Noble Causes, Vol. 1: In Sickness and In Health (2002)

May 23rd, 2008 by

This is a grim take on the superhero universe. After hearing Florence say she loved this series, and others agree (re: our last podcast #006), I was excited to read this and put it at the top of my stack. After having read it, I’m honestly not sure what I thought.

Oh, it was good, no doubt about that! Just opening to random pages, every story was gripping and totally engaging. Things happen in Noble Causes that definitely wouldn’t be seen between the covers of a regular comic book. I mean, heroes get beat up, often by other heroes (if you can even really call them that, we really only have their reputations to go on), there is lots of sex, including infidelity, murder, betrayal. Interestingly, the one big piece of connective tissue throughout the entire trade (It’s a ton of little stories with different plots.) is the Icarus plot.

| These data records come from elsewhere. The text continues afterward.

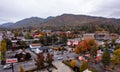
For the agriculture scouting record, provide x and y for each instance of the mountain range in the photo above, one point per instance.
(66, 20)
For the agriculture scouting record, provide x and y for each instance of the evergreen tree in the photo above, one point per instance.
(106, 58)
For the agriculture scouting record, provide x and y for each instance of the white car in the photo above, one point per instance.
(8, 66)
(60, 58)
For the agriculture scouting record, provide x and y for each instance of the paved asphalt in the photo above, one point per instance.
(30, 64)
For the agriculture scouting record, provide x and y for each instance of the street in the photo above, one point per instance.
(30, 64)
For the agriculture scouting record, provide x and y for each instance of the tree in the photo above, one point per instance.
(93, 52)
(86, 45)
(3, 51)
(73, 63)
(8, 43)
(28, 36)
(106, 58)
(83, 66)
(27, 56)
(116, 57)
(21, 69)
(39, 61)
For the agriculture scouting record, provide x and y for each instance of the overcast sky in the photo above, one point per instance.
(15, 10)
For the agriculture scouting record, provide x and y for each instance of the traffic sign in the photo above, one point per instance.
(13, 60)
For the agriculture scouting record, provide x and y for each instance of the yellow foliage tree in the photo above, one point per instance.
(3, 50)
(73, 63)
(116, 57)
(21, 69)
(3, 46)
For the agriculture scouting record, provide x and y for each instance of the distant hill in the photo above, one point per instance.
(70, 21)
(6, 25)
(28, 22)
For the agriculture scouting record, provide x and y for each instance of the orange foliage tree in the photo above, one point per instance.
(85, 45)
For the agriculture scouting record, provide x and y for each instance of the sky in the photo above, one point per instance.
(15, 10)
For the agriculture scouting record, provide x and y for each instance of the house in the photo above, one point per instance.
(33, 47)
(103, 35)
(73, 42)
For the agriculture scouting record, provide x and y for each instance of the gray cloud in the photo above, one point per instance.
(14, 10)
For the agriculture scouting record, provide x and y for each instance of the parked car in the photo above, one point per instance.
(60, 58)
(8, 66)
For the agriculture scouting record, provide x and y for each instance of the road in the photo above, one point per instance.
(30, 64)
(27, 64)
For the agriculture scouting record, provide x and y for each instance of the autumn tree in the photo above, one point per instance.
(28, 36)
(83, 66)
(49, 59)
(116, 57)
(93, 52)
(106, 58)
(21, 69)
(73, 63)
(39, 61)
(3, 51)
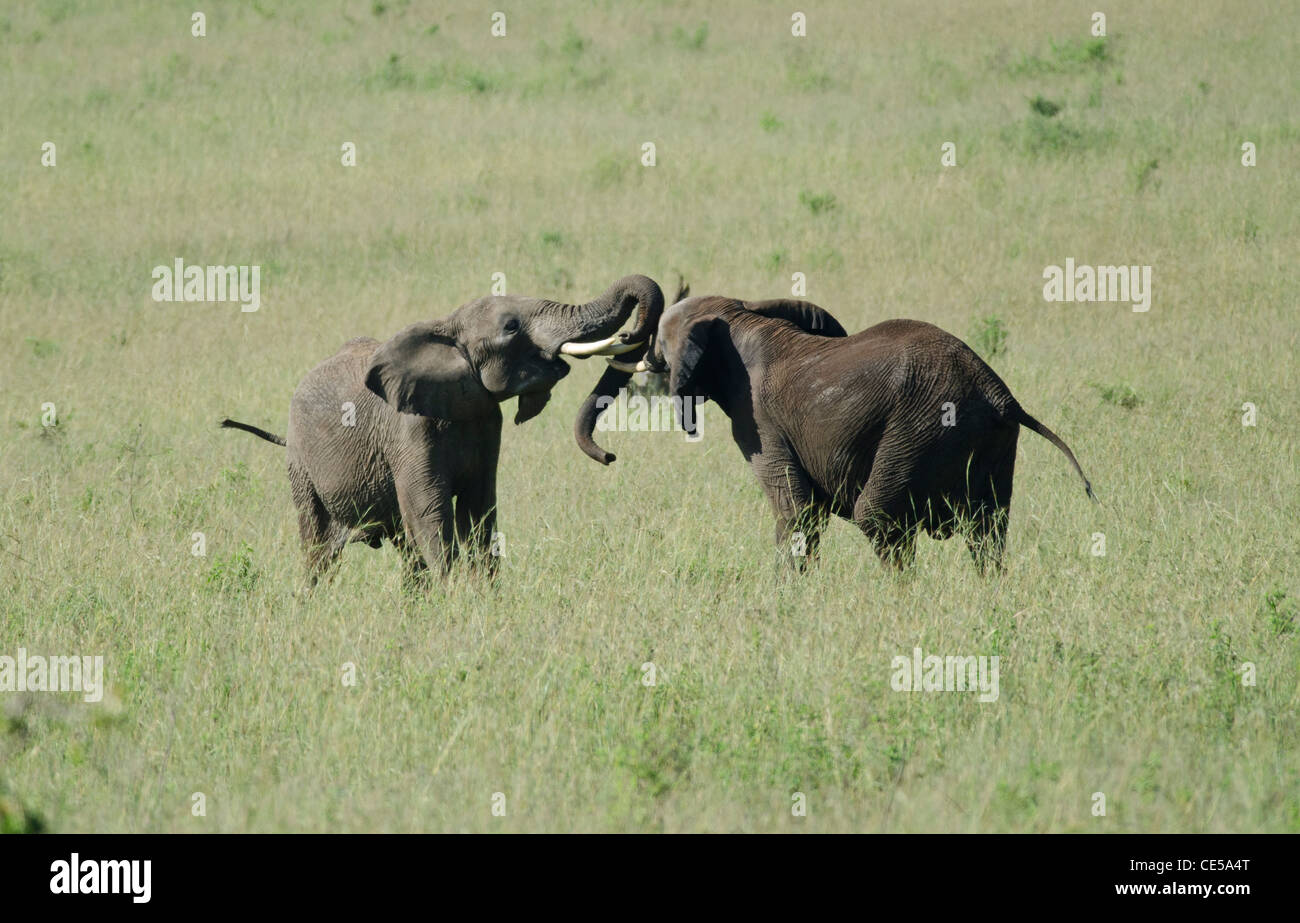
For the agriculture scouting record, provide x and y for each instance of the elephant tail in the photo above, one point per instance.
(272, 437)
(1019, 416)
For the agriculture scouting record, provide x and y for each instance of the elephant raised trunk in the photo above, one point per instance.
(589, 329)
(618, 375)
(601, 321)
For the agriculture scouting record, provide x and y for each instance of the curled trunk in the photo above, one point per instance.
(614, 380)
(609, 386)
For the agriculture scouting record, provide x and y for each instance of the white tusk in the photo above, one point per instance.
(627, 367)
(610, 346)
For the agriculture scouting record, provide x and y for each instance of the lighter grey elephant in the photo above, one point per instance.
(401, 440)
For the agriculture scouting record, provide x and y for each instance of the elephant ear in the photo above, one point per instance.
(804, 315)
(531, 404)
(685, 378)
(423, 371)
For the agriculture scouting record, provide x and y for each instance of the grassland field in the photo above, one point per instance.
(1121, 674)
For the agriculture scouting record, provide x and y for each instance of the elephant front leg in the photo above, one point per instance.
(428, 524)
(476, 528)
(798, 518)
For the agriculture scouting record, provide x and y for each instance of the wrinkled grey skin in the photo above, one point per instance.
(417, 464)
(853, 427)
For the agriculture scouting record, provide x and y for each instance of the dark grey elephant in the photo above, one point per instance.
(897, 428)
(401, 440)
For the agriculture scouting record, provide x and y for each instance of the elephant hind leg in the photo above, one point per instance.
(989, 510)
(887, 518)
(987, 538)
(323, 538)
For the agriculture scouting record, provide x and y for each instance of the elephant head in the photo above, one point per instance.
(506, 346)
(684, 345)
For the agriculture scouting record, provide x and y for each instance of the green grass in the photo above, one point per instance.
(1119, 674)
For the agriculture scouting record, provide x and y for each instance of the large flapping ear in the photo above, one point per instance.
(804, 315)
(685, 378)
(423, 371)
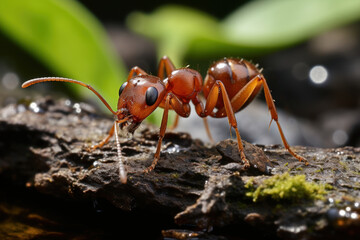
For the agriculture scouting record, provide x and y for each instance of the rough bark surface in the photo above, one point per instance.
(43, 145)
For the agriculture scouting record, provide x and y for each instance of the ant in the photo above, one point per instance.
(229, 86)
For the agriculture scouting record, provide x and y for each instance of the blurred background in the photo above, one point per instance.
(309, 50)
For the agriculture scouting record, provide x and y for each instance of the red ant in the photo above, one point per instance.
(229, 86)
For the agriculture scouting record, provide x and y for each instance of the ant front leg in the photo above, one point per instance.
(107, 138)
(181, 109)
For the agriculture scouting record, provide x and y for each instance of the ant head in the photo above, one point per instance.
(139, 97)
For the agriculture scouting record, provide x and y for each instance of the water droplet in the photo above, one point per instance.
(34, 107)
(340, 137)
(342, 213)
(77, 107)
(318, 74)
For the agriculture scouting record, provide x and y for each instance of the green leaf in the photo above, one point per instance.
(279, 23)
(67, 39)
(257, 27)
(174, 28)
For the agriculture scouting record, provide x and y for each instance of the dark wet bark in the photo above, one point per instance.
(44, 147)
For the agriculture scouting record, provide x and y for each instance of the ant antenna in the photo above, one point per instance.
(60, 79)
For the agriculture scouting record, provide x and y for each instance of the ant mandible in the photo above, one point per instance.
(229, 86)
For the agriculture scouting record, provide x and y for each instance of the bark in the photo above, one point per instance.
(43, 145)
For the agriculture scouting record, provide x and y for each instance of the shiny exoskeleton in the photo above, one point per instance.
(229, 86)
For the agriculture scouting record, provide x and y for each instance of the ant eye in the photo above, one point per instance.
(122, 88)
(151, 96)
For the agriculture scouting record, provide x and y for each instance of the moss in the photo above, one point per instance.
(286, 188)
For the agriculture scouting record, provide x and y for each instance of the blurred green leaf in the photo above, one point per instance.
(65, 37)
(255, 28)
(174, 28)
(278, 23)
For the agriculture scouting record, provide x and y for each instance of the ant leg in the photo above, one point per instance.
(208, 130)
(165, 67)
(181, 109)
(243, 95)
(161, 135)
(110, 134)
(175, 123)
(209, 107)
(135, 71)
(274, 116)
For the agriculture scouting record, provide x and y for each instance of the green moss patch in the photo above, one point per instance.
(286, 188)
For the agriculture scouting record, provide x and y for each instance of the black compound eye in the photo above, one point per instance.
(122, 88)
(151, 96)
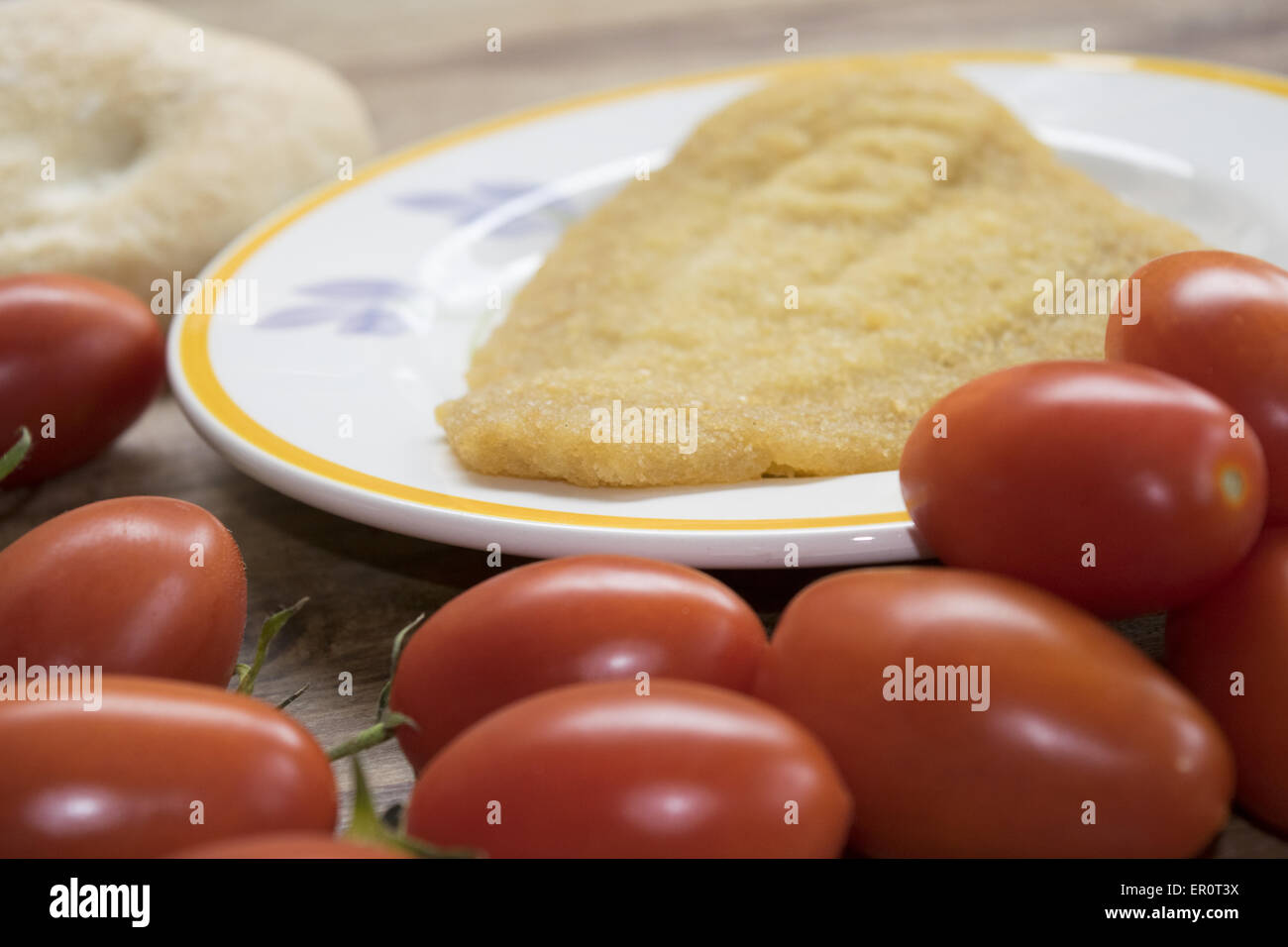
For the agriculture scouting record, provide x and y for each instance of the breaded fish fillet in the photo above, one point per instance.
(677, 294)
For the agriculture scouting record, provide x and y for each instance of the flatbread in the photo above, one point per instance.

The natural comparison is to Astro City, but this is way darker, and, oddly enough, feels a bit less realistic as a result to me. (Perhaps that is my own sunny outlook on life influencing my opinion.) Anyway, if you haven’t read this, I’d recommend it. I’ll definitely be seeking out more of it in the future. On the other hand, if you haven’t yet read Astro City, it’s better.

For those who aren’t familiar, Noble Causes is about the Noble family. They are your average superhero family, very wealthy, extremely powerful. But they are also totally fucked up and dysfunctional. Icarus is the robot built by the family’s genius father. The robot is sentient, and very jealous of all the children. I’ll just leave it at that.

I also read (before this first TPB, actually) Noble Causes: Extended Family (Vol. 2). It too is full of unconnected short stories, this time without so much as an imagined connective tissue. (At least, I didn’t notice one.) Didn’t matter though, since these stories were also totally engaging, and without my even knowing any of the character backstories! But all of these stories felt like backstories to me. Actually much of the first TPB also felt that way. I think it’s part of the style they’re written in… there are lots of flashbacks and jumping around in continuity is the norm.

I really only mentioned Extended Family because it was a bit darker and more extreme than the first TPB, and actually may have influenced the tone at which I read the first Comic. So it all ended up feeling really dark to me. Good, but very, very dark.